Discovery
APMV was accidentally discovered in 1992 within theamoeba Acanthamoeba polifaga, which gives it its name, during an investigation into legionellosis carried out by researchers fromMarseillesand Leeds. The virus was seen on a Gram stain and was wrongly assumed to be a Gram-positive bacterium. Accordingly, he was appointedbradfordcoccus, after the district of origin of the amoeba inbradford, England. In 2003, researchers from the University of the Mediterranean in Marseille, France, published an article inScienceidentify the microorganism as a virus. It was given the name "Mimivirus" (for "mimicking microbe"), as it resembles a bacterium on Gram stain.
The same team that discovered the mimivirus later discovered a slightly larger virus, calledmamavirus, and the virophage Sputnik that infects it.
Classification
Mimivirus was placed in a viral family by theInternational Committee on Taxonomy of Virusesas a member ofMimiviridae, and was placed in Group I of theBaltimore Classificationsystem.

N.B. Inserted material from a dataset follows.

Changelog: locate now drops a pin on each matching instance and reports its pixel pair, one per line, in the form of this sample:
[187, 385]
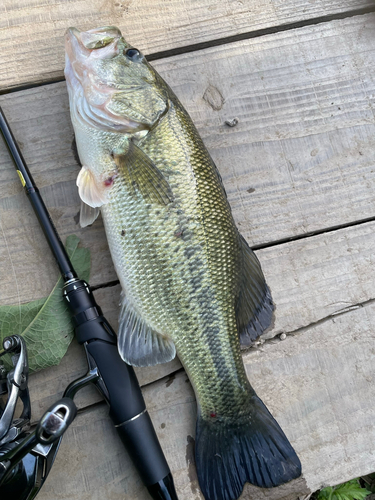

While not strictly a classification method, Mimivirus joins a group of large viruses known as large nucleocytoplasmic viruses.DNA viruses(NCLDV). They are all large viruses that share molecular features and large genomes. The mimivirus genome also has 21genesthey encode homologs for proteins that are considered highly conserved in most NCLDVs, and subsequent work suggests that the mimivirus is an early divergence from the general group of NCLDVs.
Structure
Mimivirus is the fourth largest virus, preceded by the recently discoveredMegavirus chilensis,virus pandoramithe pitovirus. Mimivirus has acapsid400 nm diameter. Protein strands measuring 100 nm protrude from the capsid surface, bringing the total length of the virus to 600 nm. Variation in the scientific literature makes these numbers very approximate, and virion "size" is casually listed between 400 nm and 800 nm, depending on whether total length or capsid diameter is actually being quoted.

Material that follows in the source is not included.